Tuesday, September 8, 2015

What is the meaning of the poem, "A Man Saw a Ball of Gold in the Sky," by Stephen Maria Crane presents?Anaylsis of the poem

"A Man Saw a Ball of Gold in the Sky" can be interpreted as a Naturalistic poem.  The movement called Naturalism, a movement which includes Stephen Crane, reveals the humanity of experiences and emotional states of common lowly characters.  With this definition in mind, the reader of Crane's poem may be able to infer that when the man "achieves the ball of gold" and "It was clay," the man's experiences and commonness only allow him to perceive clay, rather than gold.  For the forces such as heredity and environment have kept his thinking downward: When he is in the sky and looks down upon the ball, he sees clay since it is no longer unattainable ("in the sky").

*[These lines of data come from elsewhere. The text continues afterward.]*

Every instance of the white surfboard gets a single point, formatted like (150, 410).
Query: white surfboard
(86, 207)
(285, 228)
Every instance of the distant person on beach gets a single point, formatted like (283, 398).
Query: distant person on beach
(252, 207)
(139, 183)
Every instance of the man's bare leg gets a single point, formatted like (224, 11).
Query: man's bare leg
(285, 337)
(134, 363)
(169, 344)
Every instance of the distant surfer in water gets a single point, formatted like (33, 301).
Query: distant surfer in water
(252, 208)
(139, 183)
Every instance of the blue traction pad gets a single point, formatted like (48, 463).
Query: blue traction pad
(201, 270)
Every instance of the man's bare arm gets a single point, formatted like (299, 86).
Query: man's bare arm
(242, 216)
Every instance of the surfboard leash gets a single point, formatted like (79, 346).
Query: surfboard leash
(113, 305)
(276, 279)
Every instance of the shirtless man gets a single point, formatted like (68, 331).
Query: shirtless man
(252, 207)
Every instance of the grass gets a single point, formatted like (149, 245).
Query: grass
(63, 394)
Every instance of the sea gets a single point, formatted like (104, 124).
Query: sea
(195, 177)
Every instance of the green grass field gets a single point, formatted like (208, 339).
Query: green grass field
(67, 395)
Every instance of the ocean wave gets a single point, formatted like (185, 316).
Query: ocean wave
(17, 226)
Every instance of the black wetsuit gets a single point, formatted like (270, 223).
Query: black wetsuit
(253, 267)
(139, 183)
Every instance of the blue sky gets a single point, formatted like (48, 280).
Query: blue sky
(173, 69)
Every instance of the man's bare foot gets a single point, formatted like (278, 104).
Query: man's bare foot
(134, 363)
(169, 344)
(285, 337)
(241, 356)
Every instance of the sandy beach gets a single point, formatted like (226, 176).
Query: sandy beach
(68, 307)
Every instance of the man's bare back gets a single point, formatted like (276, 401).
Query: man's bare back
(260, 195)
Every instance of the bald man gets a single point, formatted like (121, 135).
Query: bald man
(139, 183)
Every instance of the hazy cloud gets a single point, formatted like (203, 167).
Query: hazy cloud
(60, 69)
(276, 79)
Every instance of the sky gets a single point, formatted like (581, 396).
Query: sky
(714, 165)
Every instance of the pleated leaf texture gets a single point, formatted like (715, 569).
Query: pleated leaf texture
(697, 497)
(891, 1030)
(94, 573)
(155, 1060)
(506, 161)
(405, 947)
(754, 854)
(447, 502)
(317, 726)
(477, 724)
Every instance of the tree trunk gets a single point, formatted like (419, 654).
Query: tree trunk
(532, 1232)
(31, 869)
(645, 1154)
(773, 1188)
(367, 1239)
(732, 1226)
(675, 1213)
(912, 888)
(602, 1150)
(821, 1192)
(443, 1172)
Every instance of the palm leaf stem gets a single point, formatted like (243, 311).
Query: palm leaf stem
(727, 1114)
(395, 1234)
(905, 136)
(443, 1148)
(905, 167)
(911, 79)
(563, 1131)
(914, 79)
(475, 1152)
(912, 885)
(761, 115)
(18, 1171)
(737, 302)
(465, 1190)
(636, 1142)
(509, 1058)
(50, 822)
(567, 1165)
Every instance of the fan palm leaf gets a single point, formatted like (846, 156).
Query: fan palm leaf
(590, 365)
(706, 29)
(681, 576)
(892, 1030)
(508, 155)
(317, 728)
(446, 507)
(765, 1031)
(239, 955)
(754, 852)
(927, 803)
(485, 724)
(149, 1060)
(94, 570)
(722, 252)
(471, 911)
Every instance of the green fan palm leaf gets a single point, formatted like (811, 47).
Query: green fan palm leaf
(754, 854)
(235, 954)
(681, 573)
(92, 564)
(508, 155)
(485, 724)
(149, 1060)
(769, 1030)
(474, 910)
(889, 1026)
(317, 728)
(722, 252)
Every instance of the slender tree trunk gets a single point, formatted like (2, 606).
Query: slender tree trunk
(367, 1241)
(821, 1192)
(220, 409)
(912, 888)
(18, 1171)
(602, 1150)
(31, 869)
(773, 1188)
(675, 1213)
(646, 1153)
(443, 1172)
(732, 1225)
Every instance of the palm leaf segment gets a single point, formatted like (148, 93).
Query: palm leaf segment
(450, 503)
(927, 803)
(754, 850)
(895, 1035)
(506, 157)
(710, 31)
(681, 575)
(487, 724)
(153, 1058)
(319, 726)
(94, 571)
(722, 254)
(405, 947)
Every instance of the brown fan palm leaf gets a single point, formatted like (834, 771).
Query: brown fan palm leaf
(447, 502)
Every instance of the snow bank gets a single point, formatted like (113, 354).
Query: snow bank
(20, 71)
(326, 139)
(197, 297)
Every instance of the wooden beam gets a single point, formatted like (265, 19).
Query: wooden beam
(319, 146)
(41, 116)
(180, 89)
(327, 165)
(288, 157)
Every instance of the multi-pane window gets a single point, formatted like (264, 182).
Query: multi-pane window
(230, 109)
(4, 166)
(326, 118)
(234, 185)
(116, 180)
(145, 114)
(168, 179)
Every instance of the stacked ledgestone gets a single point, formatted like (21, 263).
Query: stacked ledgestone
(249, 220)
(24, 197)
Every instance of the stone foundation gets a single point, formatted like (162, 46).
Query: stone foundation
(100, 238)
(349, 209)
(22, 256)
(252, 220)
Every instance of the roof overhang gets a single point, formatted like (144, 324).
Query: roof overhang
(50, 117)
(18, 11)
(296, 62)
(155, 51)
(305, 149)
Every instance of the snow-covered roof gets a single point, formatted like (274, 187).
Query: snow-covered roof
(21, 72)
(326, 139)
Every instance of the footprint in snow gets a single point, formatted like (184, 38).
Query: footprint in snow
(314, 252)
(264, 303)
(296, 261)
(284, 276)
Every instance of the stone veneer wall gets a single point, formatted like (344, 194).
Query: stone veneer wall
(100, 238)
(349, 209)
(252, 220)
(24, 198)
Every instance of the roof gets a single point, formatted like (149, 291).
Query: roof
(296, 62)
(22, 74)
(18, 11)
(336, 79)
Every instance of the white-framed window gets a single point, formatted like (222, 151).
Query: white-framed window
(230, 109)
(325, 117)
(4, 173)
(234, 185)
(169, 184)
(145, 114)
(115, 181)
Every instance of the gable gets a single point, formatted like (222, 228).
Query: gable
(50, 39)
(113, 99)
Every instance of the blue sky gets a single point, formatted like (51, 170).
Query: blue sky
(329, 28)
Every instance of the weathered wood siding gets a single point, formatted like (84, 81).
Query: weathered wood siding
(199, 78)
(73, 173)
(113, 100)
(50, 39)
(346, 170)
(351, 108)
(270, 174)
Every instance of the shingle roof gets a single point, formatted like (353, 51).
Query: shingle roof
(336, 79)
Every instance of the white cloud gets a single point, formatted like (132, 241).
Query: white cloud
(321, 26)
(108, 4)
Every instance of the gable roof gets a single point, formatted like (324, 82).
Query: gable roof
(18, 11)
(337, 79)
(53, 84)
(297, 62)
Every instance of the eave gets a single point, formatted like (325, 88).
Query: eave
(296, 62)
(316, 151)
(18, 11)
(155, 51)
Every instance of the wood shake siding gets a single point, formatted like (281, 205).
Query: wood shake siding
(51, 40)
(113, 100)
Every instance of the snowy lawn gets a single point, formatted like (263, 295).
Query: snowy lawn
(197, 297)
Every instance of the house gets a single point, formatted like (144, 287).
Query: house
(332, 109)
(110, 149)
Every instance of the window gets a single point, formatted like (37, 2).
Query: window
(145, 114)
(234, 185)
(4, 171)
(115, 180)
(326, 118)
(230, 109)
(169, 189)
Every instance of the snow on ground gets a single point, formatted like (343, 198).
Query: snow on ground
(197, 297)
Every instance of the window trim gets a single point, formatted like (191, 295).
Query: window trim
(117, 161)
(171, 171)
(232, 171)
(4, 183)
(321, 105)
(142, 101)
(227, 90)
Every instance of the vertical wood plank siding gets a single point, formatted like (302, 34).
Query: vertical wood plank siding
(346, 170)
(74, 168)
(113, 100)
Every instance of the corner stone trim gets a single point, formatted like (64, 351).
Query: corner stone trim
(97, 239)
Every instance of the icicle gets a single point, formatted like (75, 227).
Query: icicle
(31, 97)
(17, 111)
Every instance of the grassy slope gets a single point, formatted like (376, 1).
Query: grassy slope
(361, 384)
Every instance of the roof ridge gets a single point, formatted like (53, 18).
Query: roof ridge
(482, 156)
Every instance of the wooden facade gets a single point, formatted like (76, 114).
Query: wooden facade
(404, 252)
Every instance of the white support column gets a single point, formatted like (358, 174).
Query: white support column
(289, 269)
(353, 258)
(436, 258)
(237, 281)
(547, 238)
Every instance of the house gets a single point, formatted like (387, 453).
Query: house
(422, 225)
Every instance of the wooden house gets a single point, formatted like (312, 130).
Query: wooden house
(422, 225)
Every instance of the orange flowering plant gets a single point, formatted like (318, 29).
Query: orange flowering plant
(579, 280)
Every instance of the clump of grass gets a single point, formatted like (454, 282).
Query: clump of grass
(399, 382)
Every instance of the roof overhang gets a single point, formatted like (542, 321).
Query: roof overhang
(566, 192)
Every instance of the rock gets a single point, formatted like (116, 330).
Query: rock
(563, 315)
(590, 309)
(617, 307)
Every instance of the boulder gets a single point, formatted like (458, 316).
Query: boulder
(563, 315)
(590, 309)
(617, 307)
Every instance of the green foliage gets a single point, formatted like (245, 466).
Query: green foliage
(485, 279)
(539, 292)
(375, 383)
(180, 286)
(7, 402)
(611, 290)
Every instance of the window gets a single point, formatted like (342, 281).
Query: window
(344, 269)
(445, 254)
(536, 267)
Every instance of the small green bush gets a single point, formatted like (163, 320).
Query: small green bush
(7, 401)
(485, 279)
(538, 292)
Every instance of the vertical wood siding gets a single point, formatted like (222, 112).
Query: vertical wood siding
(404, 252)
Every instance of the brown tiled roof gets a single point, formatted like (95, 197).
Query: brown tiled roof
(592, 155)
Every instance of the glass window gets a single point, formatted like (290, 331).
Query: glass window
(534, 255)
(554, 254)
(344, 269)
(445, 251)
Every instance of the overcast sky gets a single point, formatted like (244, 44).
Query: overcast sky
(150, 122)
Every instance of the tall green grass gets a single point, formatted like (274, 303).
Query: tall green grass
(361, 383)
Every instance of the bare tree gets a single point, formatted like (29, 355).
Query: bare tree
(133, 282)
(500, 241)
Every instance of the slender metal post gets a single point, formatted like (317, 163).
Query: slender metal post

But, when he returns to the earth, the ball, now gazed at from  the dark harshness of life that the Naturalists perceive,  appears gold, for again it is unattainable. Crane goes on to write,

Now this is the strange part:/It was a ball of gold/Aye, by the heavens, it was a ball of gold.

This last line, "by the heavens," carries two possible meanings:  (1) It is an expression and (2) it means that perceived by the heavens--not the common, lowly man--the ball is gold. Afterall, for many "perception is reality" as Dean Kuntz wrote in one of his novels.  Certainly, the Naturalists have a dark, skeptical, and at times pessimistic view of things.